Minister edukacji narodowej Barbara Nowacka przyjęła kontrowersyjne rozporządzenie w skandaliczny sposób, pomijając wymagane przez ustawę porozumienie z Kościołem katolickim i innymi zainteresowanymi związkami wyznaniowymi. To właśnie na fakt, że rozporządzenie przyjęto bez porozumienia, a w otwartym sporze z Kościołami i związkami wyznaniowymi, uwagę zwróciła I prezes SN prof.
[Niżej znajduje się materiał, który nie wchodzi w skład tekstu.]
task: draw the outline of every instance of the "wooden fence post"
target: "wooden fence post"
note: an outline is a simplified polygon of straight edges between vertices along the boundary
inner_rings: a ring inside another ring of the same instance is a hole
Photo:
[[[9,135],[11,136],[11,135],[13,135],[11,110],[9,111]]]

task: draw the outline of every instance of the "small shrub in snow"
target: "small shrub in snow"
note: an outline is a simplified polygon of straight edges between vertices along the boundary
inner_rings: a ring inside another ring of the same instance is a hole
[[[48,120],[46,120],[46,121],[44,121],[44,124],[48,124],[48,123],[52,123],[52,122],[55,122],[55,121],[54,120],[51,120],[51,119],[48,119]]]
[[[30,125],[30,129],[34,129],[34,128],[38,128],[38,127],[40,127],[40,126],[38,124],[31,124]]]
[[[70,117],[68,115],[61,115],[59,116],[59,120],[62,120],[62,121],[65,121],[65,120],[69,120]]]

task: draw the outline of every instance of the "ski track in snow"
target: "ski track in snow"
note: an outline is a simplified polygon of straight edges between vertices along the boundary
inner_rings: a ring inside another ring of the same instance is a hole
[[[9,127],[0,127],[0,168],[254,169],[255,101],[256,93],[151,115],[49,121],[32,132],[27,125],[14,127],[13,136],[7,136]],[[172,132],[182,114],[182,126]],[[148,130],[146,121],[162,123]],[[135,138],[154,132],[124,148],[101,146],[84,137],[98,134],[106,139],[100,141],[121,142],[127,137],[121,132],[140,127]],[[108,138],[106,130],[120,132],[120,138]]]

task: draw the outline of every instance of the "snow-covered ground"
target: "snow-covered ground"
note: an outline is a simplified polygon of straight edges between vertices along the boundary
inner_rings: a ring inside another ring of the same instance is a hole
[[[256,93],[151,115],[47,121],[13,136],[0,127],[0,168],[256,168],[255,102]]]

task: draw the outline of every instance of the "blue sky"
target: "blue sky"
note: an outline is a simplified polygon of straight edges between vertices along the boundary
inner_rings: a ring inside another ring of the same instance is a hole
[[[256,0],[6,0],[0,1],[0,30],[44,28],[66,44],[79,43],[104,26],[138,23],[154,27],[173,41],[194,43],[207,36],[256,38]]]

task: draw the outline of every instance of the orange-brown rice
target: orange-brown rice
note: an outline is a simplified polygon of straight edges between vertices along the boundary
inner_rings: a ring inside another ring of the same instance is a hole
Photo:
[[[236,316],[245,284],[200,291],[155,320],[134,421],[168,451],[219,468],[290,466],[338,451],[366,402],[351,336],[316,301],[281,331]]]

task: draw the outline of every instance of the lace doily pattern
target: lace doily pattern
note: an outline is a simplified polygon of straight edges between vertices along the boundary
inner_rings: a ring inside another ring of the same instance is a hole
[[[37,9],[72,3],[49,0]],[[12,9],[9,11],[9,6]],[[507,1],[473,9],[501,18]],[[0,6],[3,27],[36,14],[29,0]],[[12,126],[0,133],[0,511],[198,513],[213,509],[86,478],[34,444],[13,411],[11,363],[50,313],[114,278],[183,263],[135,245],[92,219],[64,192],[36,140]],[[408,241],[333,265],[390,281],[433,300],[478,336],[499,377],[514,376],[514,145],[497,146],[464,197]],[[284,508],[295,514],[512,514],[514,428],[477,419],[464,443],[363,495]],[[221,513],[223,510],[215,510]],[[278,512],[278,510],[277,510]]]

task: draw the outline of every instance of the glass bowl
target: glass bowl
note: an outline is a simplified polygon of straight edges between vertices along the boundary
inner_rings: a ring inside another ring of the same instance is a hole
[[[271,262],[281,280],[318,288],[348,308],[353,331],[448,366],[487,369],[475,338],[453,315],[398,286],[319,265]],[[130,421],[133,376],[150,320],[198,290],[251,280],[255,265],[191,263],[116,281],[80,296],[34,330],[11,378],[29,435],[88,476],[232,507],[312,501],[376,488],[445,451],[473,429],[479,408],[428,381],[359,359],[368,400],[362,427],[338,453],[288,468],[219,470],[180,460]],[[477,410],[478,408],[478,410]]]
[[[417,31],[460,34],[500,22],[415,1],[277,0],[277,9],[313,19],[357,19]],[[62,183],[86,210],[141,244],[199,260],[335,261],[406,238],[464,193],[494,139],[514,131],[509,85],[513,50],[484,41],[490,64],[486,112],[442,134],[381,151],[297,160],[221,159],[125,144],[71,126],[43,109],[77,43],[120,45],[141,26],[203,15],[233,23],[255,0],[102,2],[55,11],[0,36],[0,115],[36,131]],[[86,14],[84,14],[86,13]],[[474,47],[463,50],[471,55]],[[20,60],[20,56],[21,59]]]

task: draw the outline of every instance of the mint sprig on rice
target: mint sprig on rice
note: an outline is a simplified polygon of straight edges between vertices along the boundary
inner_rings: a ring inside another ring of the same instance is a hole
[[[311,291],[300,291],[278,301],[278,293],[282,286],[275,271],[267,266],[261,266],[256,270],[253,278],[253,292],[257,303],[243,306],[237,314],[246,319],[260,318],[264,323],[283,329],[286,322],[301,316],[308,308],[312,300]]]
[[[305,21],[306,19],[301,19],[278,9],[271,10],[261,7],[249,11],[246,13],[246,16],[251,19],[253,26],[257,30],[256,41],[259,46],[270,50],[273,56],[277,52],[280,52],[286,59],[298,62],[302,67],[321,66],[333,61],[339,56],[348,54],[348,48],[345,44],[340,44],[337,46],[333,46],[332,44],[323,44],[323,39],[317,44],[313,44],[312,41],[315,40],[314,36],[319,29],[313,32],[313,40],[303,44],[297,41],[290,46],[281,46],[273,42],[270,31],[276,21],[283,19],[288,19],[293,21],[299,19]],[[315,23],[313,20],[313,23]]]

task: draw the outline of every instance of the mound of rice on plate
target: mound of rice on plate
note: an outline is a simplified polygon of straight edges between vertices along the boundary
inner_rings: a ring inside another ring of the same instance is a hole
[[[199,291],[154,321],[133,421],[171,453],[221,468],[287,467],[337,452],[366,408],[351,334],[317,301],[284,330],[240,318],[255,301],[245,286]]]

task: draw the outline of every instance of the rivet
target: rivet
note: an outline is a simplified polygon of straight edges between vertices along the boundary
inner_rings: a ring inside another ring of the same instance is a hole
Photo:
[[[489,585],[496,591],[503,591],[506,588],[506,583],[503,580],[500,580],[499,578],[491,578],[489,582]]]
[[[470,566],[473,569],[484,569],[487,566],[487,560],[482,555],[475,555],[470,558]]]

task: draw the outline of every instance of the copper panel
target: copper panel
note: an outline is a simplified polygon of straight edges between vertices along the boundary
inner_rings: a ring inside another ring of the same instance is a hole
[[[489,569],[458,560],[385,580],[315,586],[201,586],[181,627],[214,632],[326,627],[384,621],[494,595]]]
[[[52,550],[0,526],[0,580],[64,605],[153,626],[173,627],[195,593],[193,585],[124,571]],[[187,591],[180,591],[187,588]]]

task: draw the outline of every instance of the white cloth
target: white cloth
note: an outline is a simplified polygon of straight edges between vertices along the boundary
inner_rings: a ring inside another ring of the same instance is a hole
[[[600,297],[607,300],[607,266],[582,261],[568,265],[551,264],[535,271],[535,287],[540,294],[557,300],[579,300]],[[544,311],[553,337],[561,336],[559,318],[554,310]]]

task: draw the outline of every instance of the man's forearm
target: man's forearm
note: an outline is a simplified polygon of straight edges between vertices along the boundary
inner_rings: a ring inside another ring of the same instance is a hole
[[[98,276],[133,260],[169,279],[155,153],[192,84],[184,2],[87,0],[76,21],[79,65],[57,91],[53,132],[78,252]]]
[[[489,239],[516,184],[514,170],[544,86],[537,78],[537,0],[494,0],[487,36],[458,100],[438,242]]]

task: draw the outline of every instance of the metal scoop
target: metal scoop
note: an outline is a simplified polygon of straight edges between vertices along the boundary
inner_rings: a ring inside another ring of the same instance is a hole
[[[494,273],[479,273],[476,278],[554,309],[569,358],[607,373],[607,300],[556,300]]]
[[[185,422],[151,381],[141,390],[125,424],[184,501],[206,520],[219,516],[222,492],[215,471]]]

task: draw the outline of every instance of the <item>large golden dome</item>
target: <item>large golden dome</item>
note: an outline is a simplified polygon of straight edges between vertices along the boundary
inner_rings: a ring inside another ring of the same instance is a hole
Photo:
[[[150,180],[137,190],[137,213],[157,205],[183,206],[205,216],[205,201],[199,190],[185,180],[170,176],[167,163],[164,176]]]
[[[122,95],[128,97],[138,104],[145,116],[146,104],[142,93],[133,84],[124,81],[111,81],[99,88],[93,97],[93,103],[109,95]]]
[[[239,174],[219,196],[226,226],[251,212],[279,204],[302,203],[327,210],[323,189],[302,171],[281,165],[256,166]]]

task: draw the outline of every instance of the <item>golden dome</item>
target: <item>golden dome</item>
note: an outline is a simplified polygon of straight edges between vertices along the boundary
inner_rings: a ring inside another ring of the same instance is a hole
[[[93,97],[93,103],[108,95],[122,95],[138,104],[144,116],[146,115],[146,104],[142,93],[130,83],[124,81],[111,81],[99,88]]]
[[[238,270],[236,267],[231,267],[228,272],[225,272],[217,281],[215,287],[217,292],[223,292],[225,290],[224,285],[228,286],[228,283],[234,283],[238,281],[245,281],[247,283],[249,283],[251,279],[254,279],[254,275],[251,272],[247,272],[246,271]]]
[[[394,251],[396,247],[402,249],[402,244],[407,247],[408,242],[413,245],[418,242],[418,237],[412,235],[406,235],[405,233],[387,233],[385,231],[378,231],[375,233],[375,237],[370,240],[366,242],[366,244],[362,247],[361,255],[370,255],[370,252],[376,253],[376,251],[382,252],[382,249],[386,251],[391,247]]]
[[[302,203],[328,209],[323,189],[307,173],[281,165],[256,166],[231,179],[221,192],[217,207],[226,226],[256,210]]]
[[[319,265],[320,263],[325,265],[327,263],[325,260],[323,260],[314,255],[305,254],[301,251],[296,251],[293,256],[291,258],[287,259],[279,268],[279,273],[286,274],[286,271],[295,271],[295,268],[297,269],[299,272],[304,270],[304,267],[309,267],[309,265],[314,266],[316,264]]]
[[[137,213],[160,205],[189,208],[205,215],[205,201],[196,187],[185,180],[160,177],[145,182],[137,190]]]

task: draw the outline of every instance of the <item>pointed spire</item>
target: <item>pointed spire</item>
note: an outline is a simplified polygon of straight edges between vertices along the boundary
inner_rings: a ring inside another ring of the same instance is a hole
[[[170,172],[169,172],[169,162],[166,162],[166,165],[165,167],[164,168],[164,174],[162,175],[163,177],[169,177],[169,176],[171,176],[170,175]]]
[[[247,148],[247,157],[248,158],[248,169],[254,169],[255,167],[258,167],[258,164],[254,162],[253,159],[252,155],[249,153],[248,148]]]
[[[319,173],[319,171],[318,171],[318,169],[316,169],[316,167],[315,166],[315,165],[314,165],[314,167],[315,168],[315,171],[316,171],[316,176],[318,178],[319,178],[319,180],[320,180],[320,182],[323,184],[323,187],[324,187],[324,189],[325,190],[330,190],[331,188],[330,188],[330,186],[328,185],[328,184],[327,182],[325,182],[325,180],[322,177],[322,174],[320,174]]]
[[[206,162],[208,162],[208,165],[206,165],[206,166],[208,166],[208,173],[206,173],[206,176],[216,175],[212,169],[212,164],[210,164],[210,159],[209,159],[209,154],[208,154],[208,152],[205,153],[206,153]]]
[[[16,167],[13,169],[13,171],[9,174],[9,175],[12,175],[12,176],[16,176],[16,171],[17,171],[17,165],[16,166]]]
Małgorzata Manowska, kierując wniosek do sądu konstytucyjnego.
Dziś TK stwierdził, że rozporządzenie jest całkowicie niezgodne z ustawą zasadniczą.
- „Trybunał Konstytucyjny uznał, że rozporządzenie jest w całości niezgodne z konstytucją, wskutek niezachowania właściwego trybu wydania rozporządzenia, tj. braku działania w porozumieniu. (…) Skutkiem niniejszego wyroku TK w omawianej sprawie jest zachowanie dotychczasowego brzmienia rozporządzenia MEN z w brzmieniu uwzględniającym stan prawny zgodny z wyrokiem”
- wyjaśniła sędzia sprawozdawca prof. Krystyna Pawłowicz.